CSX cited for air pollution violations in coal terminal explosion
Curtis Bay residents say the violations MDE found are remarkably similar to what they have been reporting for years
Above: A CSX coal plant explosion in December sends billowing clouds of smoke over Curtis Bay. (@BCFDL734)
CSX Transportation was responsible for sending clouds of black hazardous gases into the Curtis Bay community during an earth-shaking explosion at its coal terminal last December 30.
So said the Maryland Department of the Environment as the agency issued five citations in connection with the blast that shattered windows and rained down soot on the far south Baltimore neighborhood.
Whether the finding announced today will result in an actual fine or other action is unclear.
Agency spokesman Jay Apperson said the matter has been referred to the attorney general’s office for enforcement.
Civil penalties for each air pollution violation could run as high as $25,000 a day, and MDE “may seek financial penalties and/or corrective actions, as appropriate,” Apperson said.
The findings come after months of protest by the Curtis Bay community and a week after a $121,200 fine levied by the federal Occupational Health and Safety Agency for safety violations found in the wake of the explosion, which blew out part of the coal silo.
Greg Sawtell, who co-chairs the Community of Curtis Bay Association, said MDE’s finding is a good, but very basic, first step for an agency that’s been unresponsive to the issue of pollution by CSX and nearby chemical factories for years.
“Apparently, it takes a mass explosion for MDE to wake up to what residents have been describing for decades,” he said. The violations the agency found, he continued, are remarkably similar to what residents have been reporting for years.
”It’s too late to protect people’s lungs that have already been damaged, but perhaps it can bring about some meaningful action,” he continued. “Not just words, but actual funding for what needs to be done, like putting money into things that are negatively impacted by under-regulated, polluting industries.”
Local industries could, for example, be required to make investment in homes, green infrastructure, recreation, transportation and other needs, he said.
MDE Secretary Horacio Tablada today promised to bring CSX into compliance with pollution laws to prevent another explosion.
He said the agency is supporting community efforts and volunteers from the University of Maryland and the Johns Hopkins Bloomberg School of Public Health to set up a neighborhood air monitoring system.
The first data from it have yet to be analyzed, Tablada said.
Poisonous Plumes
The explosion occurred in the north reclaim tunnel of the terminal, where CSX had failed to take “reasonable precautions” to prevent volatile particulate matter from becoming airborne.
OSHA found that electrical equipment, overhead lighting and a transformer were not explosion-proof in the enclosed area. CSX did not test the atmosphere prior to employees entering the area to remove a blockage to the coal hatch feeder.
The explosion released carbon monoxide, carbon dioxide, poisonous NOx gas, volatile organic compounds (VOC) and sulfur dioxide into the atmosphere, MDE said.
Sawtell said that simply extracting some money from CSX is not enough.
“Money from fines wouldn’t touch our neighborhoods.

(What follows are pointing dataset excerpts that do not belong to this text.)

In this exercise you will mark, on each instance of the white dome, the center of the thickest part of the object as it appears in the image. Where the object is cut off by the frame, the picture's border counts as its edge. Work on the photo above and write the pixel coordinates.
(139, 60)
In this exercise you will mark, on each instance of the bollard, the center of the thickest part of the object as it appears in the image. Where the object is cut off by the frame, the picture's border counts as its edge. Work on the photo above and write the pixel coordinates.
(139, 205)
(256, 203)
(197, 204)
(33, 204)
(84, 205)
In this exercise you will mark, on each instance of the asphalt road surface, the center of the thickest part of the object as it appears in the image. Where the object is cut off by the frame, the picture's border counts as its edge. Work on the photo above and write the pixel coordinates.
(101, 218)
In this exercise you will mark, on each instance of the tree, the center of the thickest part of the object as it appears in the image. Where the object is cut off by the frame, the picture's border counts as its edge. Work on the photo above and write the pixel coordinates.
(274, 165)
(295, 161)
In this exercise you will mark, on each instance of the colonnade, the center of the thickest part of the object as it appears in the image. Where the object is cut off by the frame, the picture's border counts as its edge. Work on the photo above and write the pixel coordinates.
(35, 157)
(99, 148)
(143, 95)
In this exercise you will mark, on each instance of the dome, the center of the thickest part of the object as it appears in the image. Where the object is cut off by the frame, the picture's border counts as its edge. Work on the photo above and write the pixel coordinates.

It would just pay for the administrative needs of an agency,” he said.
“What the community wants is something more meaningful – to break the hold of this multi-decade situation that results in having a giant coal pile 1,000 feet from a recreation center.”
”We don’t want to see this thing explode again” – Ray Conaway, president of the Community of Curtis Bay Association.
Ray Conaway, president of the Community of Curtis Bay Association, agreed.
“To hell with the state fining them. We don’t want this thing to explode again,” he exclaimed.
Conaway says his group is seeking accountability and assurances that it won’t happen again.
“We are talking about a fund to pay for damages to individuals who experienced illness, damage to their homes and real trauma.”
He complained that CSX never reached out to the community after the explosion. “Not a word from them.”
Need for Community Voices
”We know we’re going up against a company with lobbyists and the whole thing. But we are confident that we know how to use our collective community power and bring in voices that need to be heard,” Conaway said.
Sawtell said that includes the ability “to consider the option of saying we don’t want a coal terminal here – period.”
Earlier this month, 10th District Councilwoman Phylicia Porter called the century-old terminal, which transfers trainloads of Appalachian coal to ships for overseas and domestic destinations, an “imminent threat to public health.”
She said she wants to work with the community, the state and Mayor Brandon Scott “to spearhead enforcement actions promptly” against industrial polluters and improve health outcomes in her district.
— Fern Shen contributed to this story.